How To: Diacetyl Test

What is a Diacetyl Test

Compounds known as vicinal diketones, or VDKs, are aromatic compounds that are byproducts of fermentation. The most well-known VDK is diacetyl, which presents a characteristic butter, buttered popcorn, or butterscotch flavor and aroma.

Yeast will usually “clean up” these byproducts by further metabolizing them into other compounds when given enough contact time with the beer. One way to speed this cleanup along is to raise the temperature at the end of fermentation and perform what is called a “diacetyl rest”.

But how does the brewer know when the yeast is finished cleaning up diacetyl and other VDK byproducts?

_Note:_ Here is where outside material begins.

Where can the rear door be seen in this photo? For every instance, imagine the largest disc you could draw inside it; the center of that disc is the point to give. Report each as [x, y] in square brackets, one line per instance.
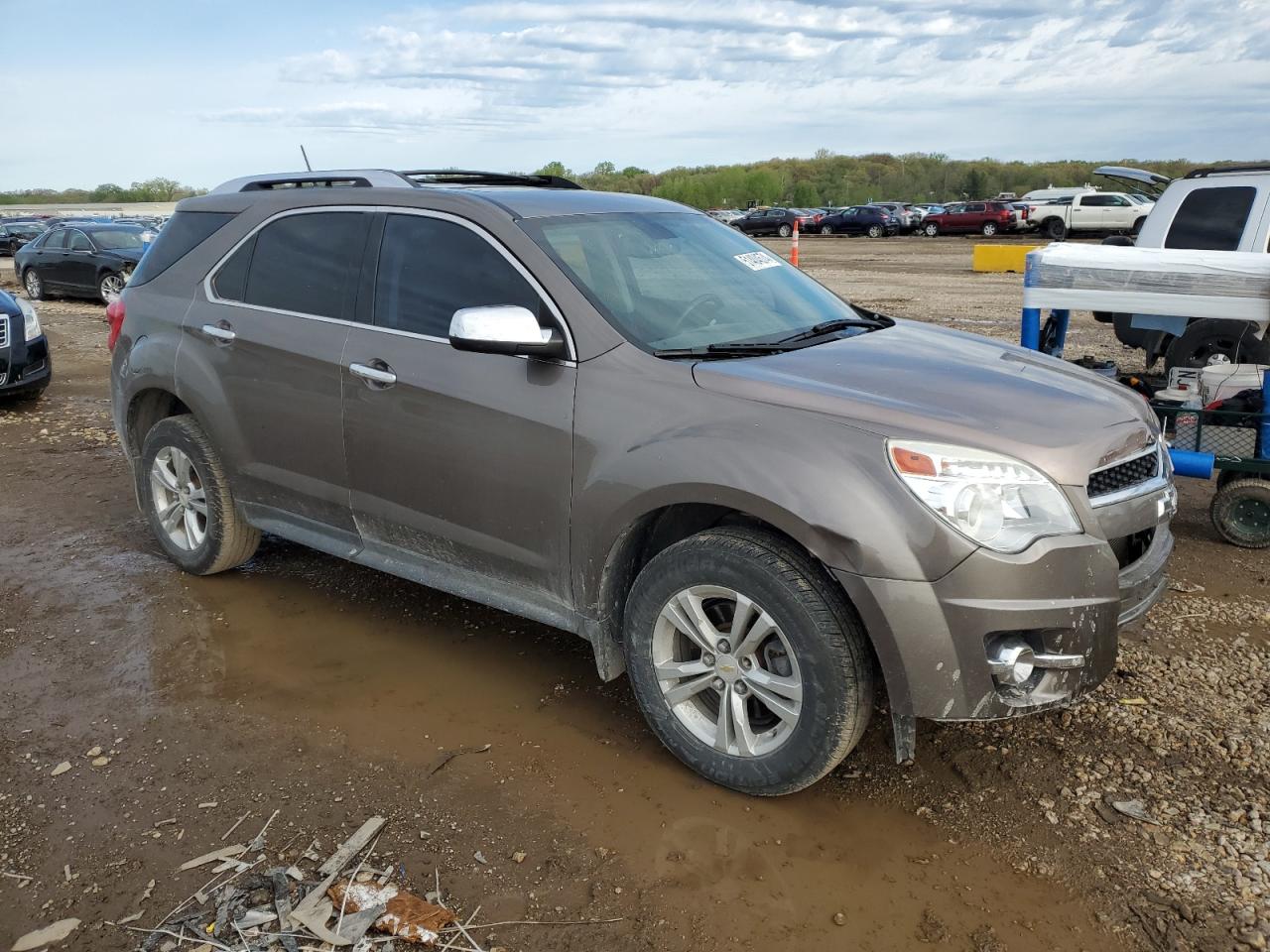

One way is to perform a VDK or diacetyl test.

How to Perform a diacetyl test

To perform a forced fermentation test, here are some of the equipment you’ll need:

  • Two jars with sealing lids
  • Hot water bath (65 °C/150 °F) (or microwave)

Diacetyl Test Procedure

  1. Take a beer sample, approximately 100 mL/3 oz, and put it in one of the jars.
  2. Seal this jar
    • This will be your “Heated Sample”
  3. Take a beer sample, approximately 100 mL/3 oz, and put it in the other jar
  4. Seal this jar
    • This will be your “Unheated Sample”
  5. Place the “Heated Sample” jar in a hot water bath for 15 minutes.
  6. Cool the “Heated Sample” to room temperature
  7. Perform a sensory analysis on each sample, starting with the “Heated Sample”
    • If the “Heated Sample” has butter and/or butterscotch aromas, and the “Unheated Sample” does not, continue with a diacetyl rest. Retest the beer in a few days
    • If both the “Heated Sample” and “Unheated Sample” do not have butter and/or butterscotch aromas, the diacetyl rest can be considered complete and you can proceed to bottling or kegging.